Midah was a trained nurse in South Africa during the apartheid era. When the travel ban was lifted, she decided to move to the United Kingdom for work. In 1999, she began working at Charing Cross Hospital. In her interview, Midah discusses her relationship with becoming a nurse and the role models she’d grown up seeing, as well as racism in the workplace, and comparisons to the African health services.

Interview highlights:

RECRUITMENT

"I came here working for the Hammersmith NHS Trust and then everybody was housed in Charing Cross Nurses Home, so that’s where I lived."


"There is a nursing magazine every month in South Africa, The Nursing Journal, so they were advertising the jobs from here. There was a recruitment agency from Ireland."

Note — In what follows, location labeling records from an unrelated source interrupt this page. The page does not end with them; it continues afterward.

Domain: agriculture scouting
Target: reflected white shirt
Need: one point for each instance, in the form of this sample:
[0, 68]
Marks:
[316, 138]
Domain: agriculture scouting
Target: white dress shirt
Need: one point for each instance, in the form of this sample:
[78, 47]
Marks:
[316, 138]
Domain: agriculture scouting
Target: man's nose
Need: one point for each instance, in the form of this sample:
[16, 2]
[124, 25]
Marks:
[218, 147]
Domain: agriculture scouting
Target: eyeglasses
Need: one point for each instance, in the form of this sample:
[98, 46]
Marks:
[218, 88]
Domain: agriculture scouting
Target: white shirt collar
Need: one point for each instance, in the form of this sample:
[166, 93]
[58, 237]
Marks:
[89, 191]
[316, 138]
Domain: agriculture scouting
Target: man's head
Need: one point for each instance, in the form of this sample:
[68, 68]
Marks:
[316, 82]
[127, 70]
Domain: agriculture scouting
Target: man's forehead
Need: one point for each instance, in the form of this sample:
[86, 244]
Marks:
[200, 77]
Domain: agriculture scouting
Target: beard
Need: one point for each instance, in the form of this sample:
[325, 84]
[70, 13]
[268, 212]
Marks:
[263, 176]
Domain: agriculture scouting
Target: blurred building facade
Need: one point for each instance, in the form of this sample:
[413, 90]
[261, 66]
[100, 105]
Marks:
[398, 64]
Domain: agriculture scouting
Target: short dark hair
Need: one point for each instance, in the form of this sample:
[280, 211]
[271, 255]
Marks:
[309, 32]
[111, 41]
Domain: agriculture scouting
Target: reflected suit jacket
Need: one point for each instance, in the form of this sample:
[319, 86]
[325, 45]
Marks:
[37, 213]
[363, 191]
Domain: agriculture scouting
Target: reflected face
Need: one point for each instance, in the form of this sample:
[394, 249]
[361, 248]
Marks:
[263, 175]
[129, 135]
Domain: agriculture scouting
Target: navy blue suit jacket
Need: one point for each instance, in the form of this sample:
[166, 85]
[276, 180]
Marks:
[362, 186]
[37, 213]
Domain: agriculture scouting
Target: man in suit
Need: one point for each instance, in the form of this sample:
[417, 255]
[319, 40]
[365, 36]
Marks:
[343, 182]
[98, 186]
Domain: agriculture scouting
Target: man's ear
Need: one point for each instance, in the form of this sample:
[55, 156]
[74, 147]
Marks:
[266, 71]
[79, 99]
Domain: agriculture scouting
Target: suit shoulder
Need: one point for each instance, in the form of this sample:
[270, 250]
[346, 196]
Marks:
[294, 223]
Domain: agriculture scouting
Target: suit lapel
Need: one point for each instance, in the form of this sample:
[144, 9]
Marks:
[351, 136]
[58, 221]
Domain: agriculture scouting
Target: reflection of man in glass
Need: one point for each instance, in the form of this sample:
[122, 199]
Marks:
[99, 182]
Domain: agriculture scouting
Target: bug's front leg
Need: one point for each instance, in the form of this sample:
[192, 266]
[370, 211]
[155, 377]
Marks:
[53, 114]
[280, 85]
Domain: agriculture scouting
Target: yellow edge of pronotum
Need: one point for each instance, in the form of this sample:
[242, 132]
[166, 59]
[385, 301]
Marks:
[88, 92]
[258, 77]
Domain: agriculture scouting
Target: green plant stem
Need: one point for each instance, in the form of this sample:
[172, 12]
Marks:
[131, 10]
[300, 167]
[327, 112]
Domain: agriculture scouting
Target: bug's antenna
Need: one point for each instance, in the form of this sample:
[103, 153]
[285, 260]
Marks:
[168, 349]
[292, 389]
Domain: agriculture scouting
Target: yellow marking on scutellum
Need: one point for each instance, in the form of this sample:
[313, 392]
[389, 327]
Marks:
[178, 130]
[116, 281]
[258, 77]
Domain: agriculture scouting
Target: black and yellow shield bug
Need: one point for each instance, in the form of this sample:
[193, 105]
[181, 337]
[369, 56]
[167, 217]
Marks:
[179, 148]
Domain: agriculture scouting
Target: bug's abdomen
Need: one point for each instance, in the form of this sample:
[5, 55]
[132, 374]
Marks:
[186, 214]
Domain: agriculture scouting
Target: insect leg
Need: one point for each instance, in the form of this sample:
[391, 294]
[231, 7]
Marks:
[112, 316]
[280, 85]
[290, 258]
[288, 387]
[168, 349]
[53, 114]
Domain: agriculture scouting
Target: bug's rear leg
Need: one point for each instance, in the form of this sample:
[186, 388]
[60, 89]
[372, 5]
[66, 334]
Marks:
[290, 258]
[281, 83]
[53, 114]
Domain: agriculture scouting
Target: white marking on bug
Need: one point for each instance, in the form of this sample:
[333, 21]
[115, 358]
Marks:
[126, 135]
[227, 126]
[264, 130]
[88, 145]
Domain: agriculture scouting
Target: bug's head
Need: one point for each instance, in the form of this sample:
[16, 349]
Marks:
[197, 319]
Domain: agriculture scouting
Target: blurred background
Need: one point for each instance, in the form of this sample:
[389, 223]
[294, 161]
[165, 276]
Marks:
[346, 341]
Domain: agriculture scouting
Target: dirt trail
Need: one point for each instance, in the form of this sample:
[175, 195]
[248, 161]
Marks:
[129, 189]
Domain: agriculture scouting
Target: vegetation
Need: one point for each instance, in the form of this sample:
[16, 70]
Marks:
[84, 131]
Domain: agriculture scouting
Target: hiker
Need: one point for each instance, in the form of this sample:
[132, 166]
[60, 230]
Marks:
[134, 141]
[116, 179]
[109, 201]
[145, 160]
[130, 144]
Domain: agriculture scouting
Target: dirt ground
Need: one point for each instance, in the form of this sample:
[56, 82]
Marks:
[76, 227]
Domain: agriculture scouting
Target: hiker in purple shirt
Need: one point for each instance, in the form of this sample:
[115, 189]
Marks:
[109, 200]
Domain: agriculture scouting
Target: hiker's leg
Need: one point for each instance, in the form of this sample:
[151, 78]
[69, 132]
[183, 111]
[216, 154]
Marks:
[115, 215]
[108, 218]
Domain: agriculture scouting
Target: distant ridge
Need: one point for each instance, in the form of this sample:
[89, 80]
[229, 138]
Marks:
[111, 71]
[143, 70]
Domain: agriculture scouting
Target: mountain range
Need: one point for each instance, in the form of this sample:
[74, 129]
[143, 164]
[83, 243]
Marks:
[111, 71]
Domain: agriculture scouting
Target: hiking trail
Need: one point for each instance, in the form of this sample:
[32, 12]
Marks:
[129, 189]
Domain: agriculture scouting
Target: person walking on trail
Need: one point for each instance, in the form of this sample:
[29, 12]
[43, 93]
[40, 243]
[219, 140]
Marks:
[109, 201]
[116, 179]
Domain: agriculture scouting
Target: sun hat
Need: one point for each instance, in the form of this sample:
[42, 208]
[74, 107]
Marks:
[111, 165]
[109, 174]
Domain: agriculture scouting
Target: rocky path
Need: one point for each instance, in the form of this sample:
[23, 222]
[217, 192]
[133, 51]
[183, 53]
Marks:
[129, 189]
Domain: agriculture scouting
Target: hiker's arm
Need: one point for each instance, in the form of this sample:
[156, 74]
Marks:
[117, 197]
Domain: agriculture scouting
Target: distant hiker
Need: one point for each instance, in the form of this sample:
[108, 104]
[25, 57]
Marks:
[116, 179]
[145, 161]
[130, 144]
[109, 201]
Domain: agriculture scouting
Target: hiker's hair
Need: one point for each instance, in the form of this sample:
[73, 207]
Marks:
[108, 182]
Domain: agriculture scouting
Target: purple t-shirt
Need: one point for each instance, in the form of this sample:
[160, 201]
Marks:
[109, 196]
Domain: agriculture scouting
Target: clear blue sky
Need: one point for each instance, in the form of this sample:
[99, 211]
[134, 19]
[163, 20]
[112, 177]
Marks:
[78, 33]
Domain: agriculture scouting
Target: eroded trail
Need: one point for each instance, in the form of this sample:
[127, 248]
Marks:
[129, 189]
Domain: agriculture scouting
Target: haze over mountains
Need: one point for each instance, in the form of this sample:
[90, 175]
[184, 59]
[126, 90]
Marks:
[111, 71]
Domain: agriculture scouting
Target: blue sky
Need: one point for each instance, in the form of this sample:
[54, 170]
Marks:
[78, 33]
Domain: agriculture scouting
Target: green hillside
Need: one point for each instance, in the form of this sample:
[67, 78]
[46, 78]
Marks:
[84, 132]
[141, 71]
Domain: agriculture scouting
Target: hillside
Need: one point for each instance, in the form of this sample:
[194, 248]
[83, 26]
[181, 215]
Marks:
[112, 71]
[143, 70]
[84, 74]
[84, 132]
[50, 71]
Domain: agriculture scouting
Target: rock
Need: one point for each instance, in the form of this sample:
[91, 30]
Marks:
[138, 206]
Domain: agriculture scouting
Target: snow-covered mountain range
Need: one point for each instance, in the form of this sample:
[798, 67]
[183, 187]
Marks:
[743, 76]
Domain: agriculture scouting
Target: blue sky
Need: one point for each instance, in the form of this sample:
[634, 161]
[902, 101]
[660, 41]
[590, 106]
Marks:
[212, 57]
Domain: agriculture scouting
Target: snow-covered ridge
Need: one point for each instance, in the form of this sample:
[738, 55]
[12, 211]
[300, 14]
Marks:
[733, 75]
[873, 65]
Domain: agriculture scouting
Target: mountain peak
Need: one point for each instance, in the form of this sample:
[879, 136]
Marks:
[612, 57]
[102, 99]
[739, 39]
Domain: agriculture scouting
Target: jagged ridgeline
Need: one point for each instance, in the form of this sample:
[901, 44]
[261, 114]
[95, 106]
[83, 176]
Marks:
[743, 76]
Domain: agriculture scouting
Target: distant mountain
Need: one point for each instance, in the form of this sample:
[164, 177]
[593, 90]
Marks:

MOTIVATION FOR PURSUING NURSING

"At home in South Africa, the nurses have to wear their uniform. The uniforms have to be really clean and tidy and everything. So when I saw a nurse walking, I said 'I want to be just like them one day'."


RACISM

"One day I was really, really crying thinking, 'I’m done with this place'. Because if my colleague, who’s not African, comes and does something wrong, [it's okay]. I come and do it a little wrong, then I’ll be persecuted."


"In the UK, the discrimination is too much. It’s just that it’s not like in South Africa because here you can’t speak about it, but it’s there. They claim to say that this is a free country, but there is a lot of discrimination."


CAREER

"I’ve learned a lot of things that I didn’t do before at home. So I’m really, really grateful for that because it’s like I’m an expert in orthopaedic theatre."


COMMUNITY

"The people who were recruiting us, every time when a new group comes, they will give us their names. To say that these people here to welcome you or to make you feel at home. We found nurses that came before us, then we formed a group of supporting each other. Because we were staying here in the same place. So we were like a group of people from South Africa."


MIGRATION 

"I just wanted to come and see how nursing is being done in the other world. And how is overseas? Because I've never been anywhere. That was my chance to go. Even I was coming free of charge because they bought me a ticket. They gave me the accommodation. They gave me the bank cards with money in them. So why not take that opportunity? At least I can appreciate my country more now because of what I've seen here, what I've learnt here. I really appreciate South Africa now more than before."


"The patients are all the same. Whether it's here or is back home, even our own people. There are those who are nasty. Even here, our own people are nasty. So it's just all everywhere. You just have to be to know how to deal with your patients. That's it.